There is increasing recognition that epilepsy can be associated with a broad spectrum of comorbidities40. Several diseases, including depression, anxiety, dementia, migraine, heart disease, peptic ulcers, and arthritis are up to eight times more common in people with epilepsy than in the general population41. It is known that comorbidity is strongly associated with a higher risk of ADR15,42. In our finding also the risk of experiencing ADR among epileptic patients with one or more comorbidities was increased by 5.91 times (AOR: 5.91, 95% CI 2.14–16.32) as compared with no comorbid medical conditions. The probable justifications for this factor could be multiple disease conditions influence susceptibility to ADRs and predispose patients to ADRs due to the concurrent use of many medicines13,43.

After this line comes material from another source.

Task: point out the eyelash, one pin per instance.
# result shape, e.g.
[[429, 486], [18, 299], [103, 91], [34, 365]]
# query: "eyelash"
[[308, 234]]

Adverse drug reactions can contribute to treatment failure in up to 40% of patients and can affect the ultimate quality of life independent of seizure control44. In the present study, seizure-free periods of fewer than two years were significantly associated with ADR (AOR: 1.94, 95% CI 1.18–3.19). This finding is supported by the various literature across the globe5,7,45. The probable justification for this factor may be due to the negative effect of ADR on adherence that affects the seizure control status.

Strength and limitation

The quality of the data given in this study is significantly higher than in other studies because it is a prospective observational study. Patients' replies are used in the assessment of ADR, medicine belief, and Naranjo casual assessment, which may skew the results or alter their genuine value. Furthermore, because this study was only done in one location, it might not be very generalizable.

Conclusions

This study looks into a larger percentage of ADR than other national and international studies that have been done. ADR risk factors included polytherapy, comorbidities, and a seizure-free duration of less than two years. Healthcare providers who focus on patients with the aforementioned issues may be able to address or reduce the risk of ADR.